No project description provided
Project description
D361: Robust Offline Documentation Generator
TL;DR
D361 creates offline versions of Document360 knowledge bases and other sitemap-based documentation sites. It's the foundation of the Document360 unified toolkit, designed for reliability and performance.
Quick Start:
# Install and generate offline docs in one command
pip install d361 && playwright install chromium
d361-offline all --map-url="https://docs.example.com/sitemap-en.xml" --output-dir="offline_docs"
# Or use the standalone binary (no Python required)

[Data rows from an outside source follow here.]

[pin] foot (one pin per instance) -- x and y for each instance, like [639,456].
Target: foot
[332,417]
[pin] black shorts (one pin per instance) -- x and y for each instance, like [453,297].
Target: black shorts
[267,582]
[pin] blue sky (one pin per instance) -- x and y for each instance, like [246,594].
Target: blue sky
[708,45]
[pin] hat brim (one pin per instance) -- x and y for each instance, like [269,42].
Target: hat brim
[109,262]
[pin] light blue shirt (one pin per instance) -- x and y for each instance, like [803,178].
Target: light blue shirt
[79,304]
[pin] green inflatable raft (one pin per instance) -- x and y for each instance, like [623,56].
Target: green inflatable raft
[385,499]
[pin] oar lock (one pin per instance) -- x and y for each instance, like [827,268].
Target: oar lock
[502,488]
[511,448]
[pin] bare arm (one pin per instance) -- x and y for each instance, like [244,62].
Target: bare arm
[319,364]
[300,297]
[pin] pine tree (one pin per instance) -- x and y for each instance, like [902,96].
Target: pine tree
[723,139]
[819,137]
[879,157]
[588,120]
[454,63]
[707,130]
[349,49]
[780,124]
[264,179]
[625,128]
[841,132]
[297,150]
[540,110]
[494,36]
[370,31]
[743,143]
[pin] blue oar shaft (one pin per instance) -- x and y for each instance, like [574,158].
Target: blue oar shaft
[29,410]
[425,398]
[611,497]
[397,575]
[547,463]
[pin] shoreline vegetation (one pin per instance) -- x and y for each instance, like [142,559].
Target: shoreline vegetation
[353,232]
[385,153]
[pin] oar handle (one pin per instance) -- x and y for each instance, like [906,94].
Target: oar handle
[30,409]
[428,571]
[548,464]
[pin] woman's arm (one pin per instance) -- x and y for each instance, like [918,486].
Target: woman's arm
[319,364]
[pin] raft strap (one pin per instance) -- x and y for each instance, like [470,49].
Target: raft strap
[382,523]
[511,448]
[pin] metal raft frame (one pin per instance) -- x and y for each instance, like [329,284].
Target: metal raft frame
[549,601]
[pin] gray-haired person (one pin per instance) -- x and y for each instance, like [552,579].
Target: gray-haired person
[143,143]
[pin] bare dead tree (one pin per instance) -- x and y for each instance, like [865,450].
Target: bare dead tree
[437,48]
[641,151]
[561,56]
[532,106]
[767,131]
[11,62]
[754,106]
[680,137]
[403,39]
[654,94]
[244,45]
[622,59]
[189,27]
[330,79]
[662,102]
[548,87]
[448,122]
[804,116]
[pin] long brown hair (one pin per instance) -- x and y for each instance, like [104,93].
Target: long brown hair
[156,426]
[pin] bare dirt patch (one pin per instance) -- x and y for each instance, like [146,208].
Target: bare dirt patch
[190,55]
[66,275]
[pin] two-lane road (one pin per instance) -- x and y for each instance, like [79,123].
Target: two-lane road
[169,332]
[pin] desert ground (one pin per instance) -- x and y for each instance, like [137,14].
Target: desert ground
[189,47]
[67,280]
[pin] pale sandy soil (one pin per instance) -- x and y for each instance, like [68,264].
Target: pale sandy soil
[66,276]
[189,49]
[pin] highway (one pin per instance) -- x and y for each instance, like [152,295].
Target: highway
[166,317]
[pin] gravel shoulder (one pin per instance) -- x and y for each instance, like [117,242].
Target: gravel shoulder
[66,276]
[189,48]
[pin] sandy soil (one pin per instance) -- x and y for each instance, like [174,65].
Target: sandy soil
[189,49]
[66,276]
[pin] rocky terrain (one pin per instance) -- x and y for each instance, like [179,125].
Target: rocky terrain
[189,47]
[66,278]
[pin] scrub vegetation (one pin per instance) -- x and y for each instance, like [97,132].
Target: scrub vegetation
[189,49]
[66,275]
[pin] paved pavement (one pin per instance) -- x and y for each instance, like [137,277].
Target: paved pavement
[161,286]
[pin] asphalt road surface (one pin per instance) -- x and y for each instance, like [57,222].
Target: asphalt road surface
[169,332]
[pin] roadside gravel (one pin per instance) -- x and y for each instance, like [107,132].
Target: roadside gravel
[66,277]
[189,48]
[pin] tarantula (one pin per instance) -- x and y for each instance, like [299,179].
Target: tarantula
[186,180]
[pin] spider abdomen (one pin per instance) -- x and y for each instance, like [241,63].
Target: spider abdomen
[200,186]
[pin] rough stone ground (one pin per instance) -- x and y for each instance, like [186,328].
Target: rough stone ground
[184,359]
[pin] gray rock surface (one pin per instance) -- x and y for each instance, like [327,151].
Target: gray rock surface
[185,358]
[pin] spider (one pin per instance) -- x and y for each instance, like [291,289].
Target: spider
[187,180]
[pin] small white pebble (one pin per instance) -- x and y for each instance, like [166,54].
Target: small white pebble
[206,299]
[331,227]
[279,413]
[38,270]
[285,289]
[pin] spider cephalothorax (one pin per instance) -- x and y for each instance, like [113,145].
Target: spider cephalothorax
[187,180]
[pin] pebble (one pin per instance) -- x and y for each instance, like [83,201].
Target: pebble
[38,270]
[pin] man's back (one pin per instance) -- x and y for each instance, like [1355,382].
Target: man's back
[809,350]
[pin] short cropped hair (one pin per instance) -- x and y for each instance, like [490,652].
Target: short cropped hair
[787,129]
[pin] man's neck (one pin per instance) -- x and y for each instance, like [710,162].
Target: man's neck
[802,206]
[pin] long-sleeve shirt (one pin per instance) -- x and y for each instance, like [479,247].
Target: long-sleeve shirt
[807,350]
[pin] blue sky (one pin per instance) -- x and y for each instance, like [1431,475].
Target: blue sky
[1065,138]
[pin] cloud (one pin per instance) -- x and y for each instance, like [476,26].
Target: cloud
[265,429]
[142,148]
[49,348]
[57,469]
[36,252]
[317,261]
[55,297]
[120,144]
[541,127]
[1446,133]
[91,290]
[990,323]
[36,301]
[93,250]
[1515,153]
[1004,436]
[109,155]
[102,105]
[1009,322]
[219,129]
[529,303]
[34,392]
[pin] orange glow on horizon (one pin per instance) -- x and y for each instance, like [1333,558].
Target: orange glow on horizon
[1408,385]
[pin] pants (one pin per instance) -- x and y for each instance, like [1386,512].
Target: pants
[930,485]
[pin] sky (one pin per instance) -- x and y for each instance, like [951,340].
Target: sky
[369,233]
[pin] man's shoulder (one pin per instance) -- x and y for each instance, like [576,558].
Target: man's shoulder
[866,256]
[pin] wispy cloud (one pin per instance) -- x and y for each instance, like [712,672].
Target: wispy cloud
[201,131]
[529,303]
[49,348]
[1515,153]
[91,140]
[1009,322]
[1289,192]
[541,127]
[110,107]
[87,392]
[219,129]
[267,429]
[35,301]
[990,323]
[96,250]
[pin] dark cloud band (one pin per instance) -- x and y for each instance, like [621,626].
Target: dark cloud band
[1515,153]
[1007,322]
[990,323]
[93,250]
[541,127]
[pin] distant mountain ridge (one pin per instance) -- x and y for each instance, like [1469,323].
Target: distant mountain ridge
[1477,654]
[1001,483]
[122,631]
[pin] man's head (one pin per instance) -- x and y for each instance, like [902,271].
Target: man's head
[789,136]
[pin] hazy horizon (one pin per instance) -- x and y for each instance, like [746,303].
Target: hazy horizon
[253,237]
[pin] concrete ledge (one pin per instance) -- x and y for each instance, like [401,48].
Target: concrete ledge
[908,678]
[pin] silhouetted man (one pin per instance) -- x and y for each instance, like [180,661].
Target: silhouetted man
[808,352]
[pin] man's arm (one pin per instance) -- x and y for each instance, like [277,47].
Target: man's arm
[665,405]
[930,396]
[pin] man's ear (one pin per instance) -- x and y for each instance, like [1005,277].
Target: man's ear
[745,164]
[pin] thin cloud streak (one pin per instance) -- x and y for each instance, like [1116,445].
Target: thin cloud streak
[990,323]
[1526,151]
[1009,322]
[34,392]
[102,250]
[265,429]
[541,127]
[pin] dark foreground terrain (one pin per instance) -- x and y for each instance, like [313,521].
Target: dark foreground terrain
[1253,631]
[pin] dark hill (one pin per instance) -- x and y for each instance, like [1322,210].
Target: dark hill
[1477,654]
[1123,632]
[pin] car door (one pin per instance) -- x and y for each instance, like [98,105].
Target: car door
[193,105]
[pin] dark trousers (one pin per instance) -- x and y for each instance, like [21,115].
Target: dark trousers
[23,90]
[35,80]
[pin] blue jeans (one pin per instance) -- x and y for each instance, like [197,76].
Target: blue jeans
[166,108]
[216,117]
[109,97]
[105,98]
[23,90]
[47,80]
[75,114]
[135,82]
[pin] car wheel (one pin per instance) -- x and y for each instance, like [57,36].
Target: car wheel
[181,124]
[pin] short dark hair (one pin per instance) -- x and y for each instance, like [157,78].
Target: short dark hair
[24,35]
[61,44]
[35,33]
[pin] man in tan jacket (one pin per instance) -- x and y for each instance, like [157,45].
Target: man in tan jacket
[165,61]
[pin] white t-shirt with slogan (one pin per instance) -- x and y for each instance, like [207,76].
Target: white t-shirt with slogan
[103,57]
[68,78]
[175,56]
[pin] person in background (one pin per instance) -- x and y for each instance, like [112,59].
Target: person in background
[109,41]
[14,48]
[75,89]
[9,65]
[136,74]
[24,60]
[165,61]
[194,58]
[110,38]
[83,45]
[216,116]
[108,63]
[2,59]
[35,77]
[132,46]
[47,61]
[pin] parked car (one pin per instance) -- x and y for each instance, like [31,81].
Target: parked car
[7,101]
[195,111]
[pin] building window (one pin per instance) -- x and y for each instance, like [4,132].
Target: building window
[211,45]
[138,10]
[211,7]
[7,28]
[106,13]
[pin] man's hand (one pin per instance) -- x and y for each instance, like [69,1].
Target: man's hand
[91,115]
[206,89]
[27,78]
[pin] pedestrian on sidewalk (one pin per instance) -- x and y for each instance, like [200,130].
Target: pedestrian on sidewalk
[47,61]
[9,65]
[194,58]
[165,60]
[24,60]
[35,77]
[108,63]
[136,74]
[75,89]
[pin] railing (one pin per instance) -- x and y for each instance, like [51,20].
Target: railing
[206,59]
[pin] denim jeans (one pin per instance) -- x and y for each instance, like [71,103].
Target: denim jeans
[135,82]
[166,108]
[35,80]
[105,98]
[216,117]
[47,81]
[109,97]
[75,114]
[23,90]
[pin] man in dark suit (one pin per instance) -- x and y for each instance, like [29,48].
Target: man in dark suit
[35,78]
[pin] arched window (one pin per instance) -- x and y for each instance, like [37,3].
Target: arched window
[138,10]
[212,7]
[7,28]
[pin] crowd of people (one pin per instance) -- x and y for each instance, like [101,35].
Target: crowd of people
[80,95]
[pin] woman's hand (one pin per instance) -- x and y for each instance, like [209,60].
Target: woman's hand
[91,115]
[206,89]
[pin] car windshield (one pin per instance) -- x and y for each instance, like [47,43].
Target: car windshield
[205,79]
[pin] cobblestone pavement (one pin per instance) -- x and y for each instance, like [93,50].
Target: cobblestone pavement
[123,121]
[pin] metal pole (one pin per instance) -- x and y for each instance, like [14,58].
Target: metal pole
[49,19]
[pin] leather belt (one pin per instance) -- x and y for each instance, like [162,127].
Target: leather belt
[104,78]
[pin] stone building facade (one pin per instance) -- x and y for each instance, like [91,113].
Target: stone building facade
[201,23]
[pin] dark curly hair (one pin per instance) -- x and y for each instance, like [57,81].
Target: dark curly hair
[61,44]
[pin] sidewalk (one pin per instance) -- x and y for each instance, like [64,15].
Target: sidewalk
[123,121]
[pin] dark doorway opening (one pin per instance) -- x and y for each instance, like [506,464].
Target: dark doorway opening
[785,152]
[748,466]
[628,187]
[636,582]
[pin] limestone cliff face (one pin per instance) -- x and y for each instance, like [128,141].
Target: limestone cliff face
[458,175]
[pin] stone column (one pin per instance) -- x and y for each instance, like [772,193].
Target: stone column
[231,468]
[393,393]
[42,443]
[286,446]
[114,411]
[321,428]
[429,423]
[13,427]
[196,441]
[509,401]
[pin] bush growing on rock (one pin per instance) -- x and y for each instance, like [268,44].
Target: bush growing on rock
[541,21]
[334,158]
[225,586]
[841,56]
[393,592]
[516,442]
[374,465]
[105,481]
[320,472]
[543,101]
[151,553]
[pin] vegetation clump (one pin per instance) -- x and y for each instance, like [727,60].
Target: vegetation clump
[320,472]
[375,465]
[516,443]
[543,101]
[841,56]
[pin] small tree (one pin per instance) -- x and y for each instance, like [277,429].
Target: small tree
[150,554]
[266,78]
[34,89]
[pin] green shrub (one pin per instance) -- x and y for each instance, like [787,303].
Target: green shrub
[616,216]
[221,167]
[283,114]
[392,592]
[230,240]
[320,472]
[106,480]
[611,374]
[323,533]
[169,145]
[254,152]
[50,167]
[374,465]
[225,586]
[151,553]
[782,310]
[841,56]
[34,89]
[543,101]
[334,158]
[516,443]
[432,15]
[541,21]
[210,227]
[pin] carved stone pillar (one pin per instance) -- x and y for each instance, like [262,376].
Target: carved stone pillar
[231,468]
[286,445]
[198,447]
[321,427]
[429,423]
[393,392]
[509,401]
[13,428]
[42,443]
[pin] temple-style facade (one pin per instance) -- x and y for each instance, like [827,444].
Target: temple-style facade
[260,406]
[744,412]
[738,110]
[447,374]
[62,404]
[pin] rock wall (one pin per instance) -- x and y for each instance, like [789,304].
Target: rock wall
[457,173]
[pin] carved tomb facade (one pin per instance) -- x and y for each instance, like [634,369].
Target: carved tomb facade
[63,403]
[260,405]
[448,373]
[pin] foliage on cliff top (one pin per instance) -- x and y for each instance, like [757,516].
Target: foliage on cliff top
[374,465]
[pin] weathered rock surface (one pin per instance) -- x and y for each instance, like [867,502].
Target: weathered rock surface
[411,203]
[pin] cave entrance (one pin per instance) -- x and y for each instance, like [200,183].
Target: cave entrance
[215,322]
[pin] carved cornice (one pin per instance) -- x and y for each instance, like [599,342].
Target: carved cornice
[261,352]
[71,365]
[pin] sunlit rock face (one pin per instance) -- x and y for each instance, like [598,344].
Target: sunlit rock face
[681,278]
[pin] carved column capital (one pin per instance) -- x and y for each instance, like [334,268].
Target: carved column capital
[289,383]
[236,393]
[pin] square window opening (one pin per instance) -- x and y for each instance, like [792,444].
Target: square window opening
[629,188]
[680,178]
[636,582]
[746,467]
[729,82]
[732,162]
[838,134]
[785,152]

curl -L -o d361-offline https://github.com/twardoch/d361/releases/latest/download/d361-offline-ubuntu-latest
chmod +x d361-offline && ./d361-offline all --map-url="https://docs.example.com/sitemap-en.xml"
Key Features:
- Complete documentation capture
- Multi-strategy sitemap parsing with fallbacks
- Browser automation for dynamic content
- HTML and Markdown output formats
- Concurrent downloads with retry logic
- Preserved navigation structure
What is D361?
D361 is an offline documentation generator that extracts, processes, and organizes content from Document360 and similar sites for offline access.
Core Purpose: Automate downloading of entire documentation sites and converting them into offline formats. Handles dynamic content, virtual scrolling, and complex navigation.
The D361 Workflow:
- Multi-strategy sitemap discovery
- Navigation structure extraction
- Concurrent content fetching
- Multi-format processing
- Structured organization
Result: A complete, self-contained documentation snapshot that works offline.
Who Uses D361?
Enterprise Documentation Teams:
- Technical Writers - Archive versions, offline reviews, distribution packages
- DevOps Engineers - Integration into deployment pipelines
- Support Engineers - Instant access to knowledge bases
- Compliance Teams - Immutable snapshots for regulatory requirements
Development & Integration:
- Software Developers - Bundle documentation with applications
- System Integrators - Deploy in air-gapped environments
- CI/CD Pipelines - Automated documentation processing
- Documentation Toolkit Builders - Foundation component (used in
vexy-help)
Specialized Use Cases:
- Industrial/Manufacturing - Factory floor access
- Healthcare/Government - Regulated environments
- Field Service - Remote locations with limited connectivity
- Training & Education - Portable learning packages
Why Choose D361?
Technical Excellence:
- Handles complex documentation sites with dynamic content
- Concurrent processing with intelligent retries
- Multiple fallback strategies for content extraction
- Outputs HTML, Markdown, and combined formats
Real-World Reliability:
- Tested on large-scale sites with thousands of pages
- Playwright techniques handle cookie banners and virtual scrolling
- Preserves navigation structure, styling, and cross-references
- Comprehensive error handling for partial success
Integration-Friendly:
- Works independently
- Clean programmatic interface
- Docker-friendly with minimal resource requirements
- Cross-platform support for Linux, macOS, and Windows
Core Features & Capabilities
Complete Documentation Extraction
D361 captures entire documentation ecosystems:
# Advanced content discovery with multiple fallback strategies
from d361.offline.parser import parse_sitemap
# Strategy 1: Direct sitemap parsing
urls = await parse_sitemap("https://docs.example.com/sitemap-en.xml")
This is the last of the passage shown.